Baton Rouge police respond to shooting of fellow officers.
The murders, following the killing of five officers in Dallas, also by a black man, increased racial tensions and hatred in the United States beyond the crisis level of the 1960s, when black people were attacked and beaten across the South during their fight for civil rights.
Gavin Long’s attack on Baton Rouge police was calculated and brutal. Nevertheless, an analysis of Long’s actions, and the response of the Baton Rouge police, reveal the failure and poor procedures of the policing system that almost certainly exist in many American communities.
Had police acted differently and if policing techniques were more sophisticated in Baton Rouge, fewer police might have been killed – or the deadly confrontation might not have occurred at all.
The militarization of local police forces across the U.S. made Gavin Long, and no doubt many like him, fear and mistrust police. Many police departments now behave more like a military force, sometimes abusing people rather than acting like a community service with the goal of protecting all citizens.
Long lived in Kansas City. On July 5, he heard that a black man, Alton Sterling, had been killed in Baton Rouge for no good reason.
Later, police attested more than 100 people protesting the shooting of Sterling for allegedly blocking a highway. About 50 demonstrators were crammed into one cell.
While Long was planning his assassination trip to Baton Rouge, others had the same idea.
On July 11, police arrested three teenagers accused of stealing several handguns as part of what police called a 'substantial, credible threat' to harm police officers in the Baton Rouge area.
On July 12, Long rented a car in Kansas City and drove to Baton Rouge.
Gavin Long was a well-trained marksman and military expert. He was more than well equipped with an IWI Tavor SAR 5.56 calibre rifle, a Stag Arms M4 variant 5.56 caliber rifle, a pistol, and enough bullets to wreak havoc.
Police moved in too quickly
But how much did police know about what they were walking into?

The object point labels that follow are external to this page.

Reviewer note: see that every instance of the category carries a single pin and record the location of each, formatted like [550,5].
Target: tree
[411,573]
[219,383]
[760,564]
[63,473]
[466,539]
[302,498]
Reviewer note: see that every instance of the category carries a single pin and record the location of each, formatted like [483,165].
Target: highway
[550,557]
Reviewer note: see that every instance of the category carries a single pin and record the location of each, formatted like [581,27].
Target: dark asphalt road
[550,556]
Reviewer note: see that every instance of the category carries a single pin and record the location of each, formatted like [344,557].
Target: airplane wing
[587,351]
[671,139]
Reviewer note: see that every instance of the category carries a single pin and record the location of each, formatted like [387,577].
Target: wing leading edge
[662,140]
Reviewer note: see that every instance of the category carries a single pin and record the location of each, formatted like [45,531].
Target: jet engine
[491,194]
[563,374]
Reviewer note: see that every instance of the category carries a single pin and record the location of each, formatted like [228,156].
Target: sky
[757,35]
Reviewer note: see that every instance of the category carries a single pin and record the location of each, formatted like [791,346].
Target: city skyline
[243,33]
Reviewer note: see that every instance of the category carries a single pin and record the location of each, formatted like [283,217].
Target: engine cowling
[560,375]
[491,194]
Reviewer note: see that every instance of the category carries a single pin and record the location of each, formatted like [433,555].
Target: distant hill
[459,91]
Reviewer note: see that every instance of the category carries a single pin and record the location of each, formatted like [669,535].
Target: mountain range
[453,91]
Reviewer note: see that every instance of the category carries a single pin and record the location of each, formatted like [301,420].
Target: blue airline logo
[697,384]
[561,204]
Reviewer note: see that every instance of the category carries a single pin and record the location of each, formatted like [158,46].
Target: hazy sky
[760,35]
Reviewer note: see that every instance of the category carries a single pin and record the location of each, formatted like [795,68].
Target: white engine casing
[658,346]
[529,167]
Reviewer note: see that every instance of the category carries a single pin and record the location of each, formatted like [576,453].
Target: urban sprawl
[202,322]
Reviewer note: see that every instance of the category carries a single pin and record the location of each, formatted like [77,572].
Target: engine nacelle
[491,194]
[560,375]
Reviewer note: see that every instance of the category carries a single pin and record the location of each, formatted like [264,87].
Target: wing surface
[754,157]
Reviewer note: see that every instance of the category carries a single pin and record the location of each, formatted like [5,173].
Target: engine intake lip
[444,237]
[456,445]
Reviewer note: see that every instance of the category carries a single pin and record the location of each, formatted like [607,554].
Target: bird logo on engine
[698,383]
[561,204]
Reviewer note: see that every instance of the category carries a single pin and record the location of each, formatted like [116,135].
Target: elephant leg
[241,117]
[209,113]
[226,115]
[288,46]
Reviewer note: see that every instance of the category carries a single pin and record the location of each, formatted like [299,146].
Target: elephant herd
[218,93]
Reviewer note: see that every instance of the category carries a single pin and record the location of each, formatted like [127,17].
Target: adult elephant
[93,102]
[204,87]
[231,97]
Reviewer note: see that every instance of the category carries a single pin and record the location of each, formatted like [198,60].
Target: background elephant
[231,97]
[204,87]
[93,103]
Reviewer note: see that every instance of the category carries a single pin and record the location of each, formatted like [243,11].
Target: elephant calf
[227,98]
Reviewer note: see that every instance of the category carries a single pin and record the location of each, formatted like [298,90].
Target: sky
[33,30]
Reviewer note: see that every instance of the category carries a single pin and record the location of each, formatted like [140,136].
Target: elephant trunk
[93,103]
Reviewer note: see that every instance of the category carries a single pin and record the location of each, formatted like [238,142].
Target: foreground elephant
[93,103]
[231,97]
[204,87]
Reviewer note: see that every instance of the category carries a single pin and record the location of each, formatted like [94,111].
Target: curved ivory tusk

Someone reported to police they had seen a suspicious man with a weapon. It’s unclear if police were aware of additional vital information: The person was wearing a mask and black shorts.
But just knowing there was a man on the street with a weapon -- and in view of the fact they had killed Alton Sterling just days before -- should have warned them to proceeded with great caution. But they did not.
After an officer yelled “Man down!” over his phone system, perhaps as many as eight or nine officers raced in a disorganized manner to the scene of the shooting.
Police couldn’t tell where the shots were coming from. For several hours – just like in Dallas – they thought there were three shooters. Total chaos ensued.
Meanwhile, Long shot five more officers. By the time he was caught, he apparently had thrown away his weapons. Two policemen pinned him to the ground, and then shot him six times. The officers were placed on temporary leave.
There appears to be no discussion as to whether the two officers will be charged with murder or anything else.